Avec les patchs, le mécanisme est différent. Ils apportent des œstrogènes, ce qui réduit la production de testostérone tout en limitant certains déséquilibres. Résultat : les bouffées de chaleur, particulièrement invalidantes, touchent seulement 44 % des patients sous patchs, contre 89 % avec les injections. Les problèmes osseux sont également moins fréquents : 2,8 % de fractures après cinq ans, contre 5,8 % avec le traitement standard.
Revers de la médaille : les patchs entraînent plus souvent un gonflement des seins (85 % des patients contre 42 % avec les injections).

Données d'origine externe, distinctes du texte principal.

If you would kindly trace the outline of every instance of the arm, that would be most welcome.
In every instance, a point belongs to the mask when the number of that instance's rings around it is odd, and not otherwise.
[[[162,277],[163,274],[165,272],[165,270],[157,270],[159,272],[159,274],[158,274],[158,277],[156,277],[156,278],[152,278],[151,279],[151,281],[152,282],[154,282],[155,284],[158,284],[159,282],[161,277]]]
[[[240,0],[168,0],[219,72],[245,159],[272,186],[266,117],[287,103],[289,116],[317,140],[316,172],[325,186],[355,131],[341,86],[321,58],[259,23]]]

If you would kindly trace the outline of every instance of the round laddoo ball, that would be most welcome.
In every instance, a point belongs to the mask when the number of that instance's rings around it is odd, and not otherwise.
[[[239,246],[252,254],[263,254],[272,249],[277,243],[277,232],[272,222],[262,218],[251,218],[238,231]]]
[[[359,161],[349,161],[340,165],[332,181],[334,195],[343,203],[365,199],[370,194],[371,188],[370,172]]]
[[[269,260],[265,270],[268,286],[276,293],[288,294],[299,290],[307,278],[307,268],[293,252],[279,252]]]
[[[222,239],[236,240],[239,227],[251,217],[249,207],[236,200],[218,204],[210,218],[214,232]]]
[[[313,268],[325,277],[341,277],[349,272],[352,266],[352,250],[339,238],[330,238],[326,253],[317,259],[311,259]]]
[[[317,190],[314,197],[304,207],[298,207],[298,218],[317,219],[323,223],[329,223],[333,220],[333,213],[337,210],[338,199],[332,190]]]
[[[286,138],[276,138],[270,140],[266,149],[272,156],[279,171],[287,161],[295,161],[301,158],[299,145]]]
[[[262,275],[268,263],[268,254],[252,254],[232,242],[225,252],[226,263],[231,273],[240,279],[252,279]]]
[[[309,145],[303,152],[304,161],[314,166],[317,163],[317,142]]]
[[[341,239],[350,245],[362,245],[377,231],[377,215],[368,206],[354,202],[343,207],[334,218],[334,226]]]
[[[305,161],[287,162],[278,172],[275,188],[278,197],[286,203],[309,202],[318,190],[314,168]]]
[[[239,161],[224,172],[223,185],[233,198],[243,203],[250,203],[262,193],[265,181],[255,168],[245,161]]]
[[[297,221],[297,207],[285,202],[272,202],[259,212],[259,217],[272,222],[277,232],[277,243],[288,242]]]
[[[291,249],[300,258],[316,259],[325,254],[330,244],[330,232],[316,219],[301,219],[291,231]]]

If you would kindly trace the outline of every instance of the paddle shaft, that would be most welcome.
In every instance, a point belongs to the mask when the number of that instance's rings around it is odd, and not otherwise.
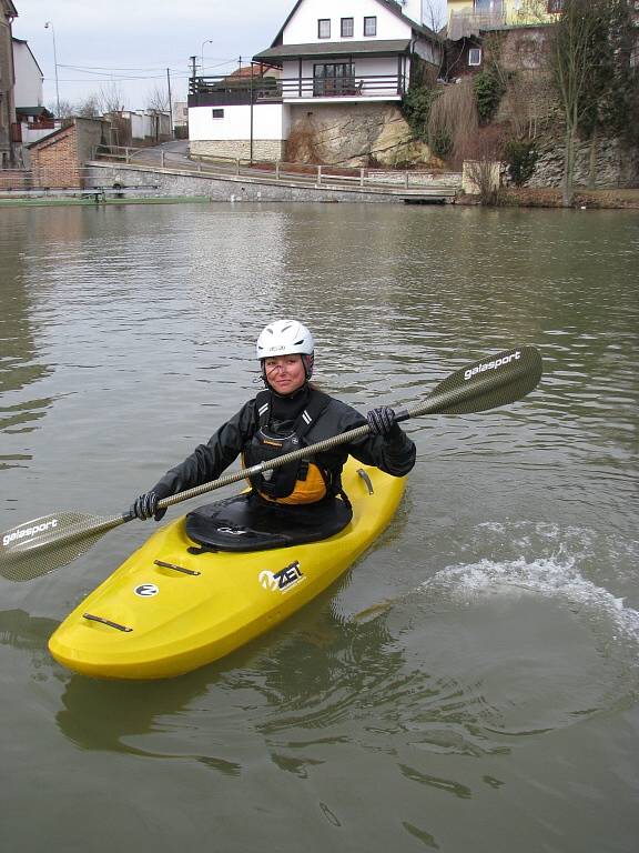
[[[484,412],[521,399],[537,387],[540,377],[541,357],[532,347],[501,352],[452,373],[424,401],[398,410],[396,420],[402,422],[424,414]],[[173,506],[264,471],[355,442],[369,433],[368,423],[363,423],[315,444],[163,498],[158,508]],[[0,574],[17,581],[47,574],[84,553],[106,531],[134,518],[131,511],[106,518],[62,512],[19,524],[0,538]]]

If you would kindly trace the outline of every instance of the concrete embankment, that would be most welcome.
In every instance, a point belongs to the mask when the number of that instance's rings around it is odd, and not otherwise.
[[[305,202],[386,202],[444,203],[452,201],[456,187],[433,184],[361,187],[344,179],[325,177],[321,183],[310,175],[275,178],[246,174],[197,174],[181,169],[158,169],[141,164],[91,162],[87,164],[85,183],[92,188],[122,188],[126,197],[135,190],[146,197],[150,191],[162,197],[199,197],[211,201],[305,201]]]

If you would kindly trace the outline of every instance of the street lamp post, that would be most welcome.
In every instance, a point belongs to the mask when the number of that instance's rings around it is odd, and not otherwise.
[[[47,21],[44,29],[51,28],[51,36],[53,37],[53,64],[55,67],[55,103],[58,119],[60,119],[60,89],[58,88],[58,52],[55,50],[55,30],[53,29],[53,21]]]
[[[202,76],[204,76],[204,44],[213,44],[213,39],[206,39],[206,41],[203,41],[202,48],[200,49],[200,59],[202,60]]]

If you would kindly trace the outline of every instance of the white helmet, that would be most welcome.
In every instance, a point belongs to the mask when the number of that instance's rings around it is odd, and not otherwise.
[[[291,355],[300,352],[312,355],[315,349],[313,335],[297,320],[276,320],[270,323],[257,338],[257,358],[270,359],[275,355]]]
[[[305,325],[297,320],[276,320],[262,330],[257,338],[256,353],[260,361],[277,355],[300,353],[306,379],[313,373],[315,341]]]

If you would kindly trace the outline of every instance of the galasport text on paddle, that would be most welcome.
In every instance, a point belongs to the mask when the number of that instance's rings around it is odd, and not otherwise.
[[[452,373],[428,397],[415,405],[396,410],[397,421],[424,414],[470,414],[485,412],[520,400],[532,391],[541,378],[541,355],[534,347],[520,347],[480,361]],[[247,476],[272,471],[297,459],[346,444],[371,432],[368,424],[324,439],[316,444],[294,450],[268,462],[261,462],[219,480],[196,485],[158,502],[163,510],[189,501],[200,494],[222,489]],[[59,512],[19,524],[2,534],[0,541],[0,575],[10,581],[30,581],[53,571],[85,553],[104,533],[131,521],[134,515],[87,515]]]

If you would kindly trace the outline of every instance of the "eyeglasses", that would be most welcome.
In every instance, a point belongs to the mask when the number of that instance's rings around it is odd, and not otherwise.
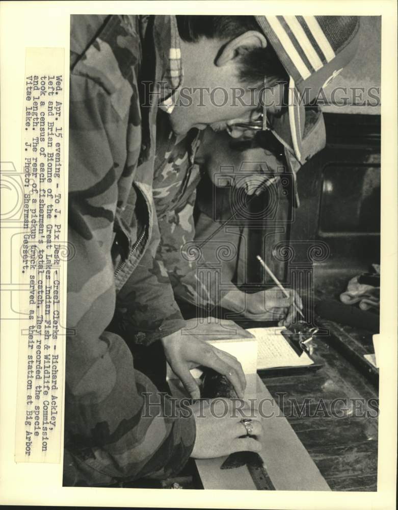
[[[268,118],[267,119],[267,126],[264,127],[264,114],[262,112],[259,114],[255,120],[251,120],[247,122],[236,122],[236,124],[230,124],[228,128],[231,129],[237,128],[243,131],[265,131],[271,129]]]

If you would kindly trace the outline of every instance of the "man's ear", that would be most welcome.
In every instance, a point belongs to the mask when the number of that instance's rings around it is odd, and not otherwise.
[[[254,48],[265,48],[267,39],[256,30],[249,30],[227,43],[216,59],[216,65],[220,67]]]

Un traitement plus simple à vivre
Autre avantage majeur : la praticité. Là où les injections nécessitent des rendez-vous médicaux réguliers, les patchs peuvent être appliqués directement à domicile. « Ces patchs cutanés sont plus pratiques et moins invasifs et pourraient offrir aux hommes un plus grand choix de traitements en fonction de ce qui est important pour eux et de leur mode de vie », souligne dans un communiqué de presse le Pr Simon Grieveson, de Prostate Cancer UK.
Pour la professeure Ruth Langley, principale auteure de l’étude, l’enjeu est clair : « Nous pensons que nos résultats devraient permettre aux hommes atteints d’un cancer de la prostate localement avancé de choisir l’hormonothérapie qui leur convient le mieux. Chez certains hommes, par exemple, les bouffées de chaleur peuvent être très invalidantes ; les patchs pourraient donc considérablement améliorer leur qualité de vie. »
Un espoir encore encadré
Malgré ces résultats, ces patchs ne sont pas encore autorisés pour traiter le cancer de la prostate. Ils sont aujourd’hui utilisés dans le cadre du traitement hormonal de la ménopause chez les femmes.
Leur utilisation dans ce contexte reste donc « hors indication », ce qui freine encore leur diffusion. Pour changer la donne, les fabricants devront obtenir une extension d’autorisation auprès des autorités de santé. « La facilité d’administration et le profil d’effets secondaires amélioré offrent un réel choix aux patients », insiste le Dr Duncan Gilbert, oncologue impliqué dans l’étude.
Un enjeu de santé majeur
Au Royaume-Uni, le cancer de la prostate est le plus fréquent chez les hommes : un sur huit sera concerné au cours de sa vie. Chaque année, plus de 64 000 nouveaux cas sont diagnostiqués. « Outre la mise au point de traitements plus efficaces, il est essentiel de trouver des moyens de les rendre plus humains », conclut Caroline Geraghty, de Cancer Research UK.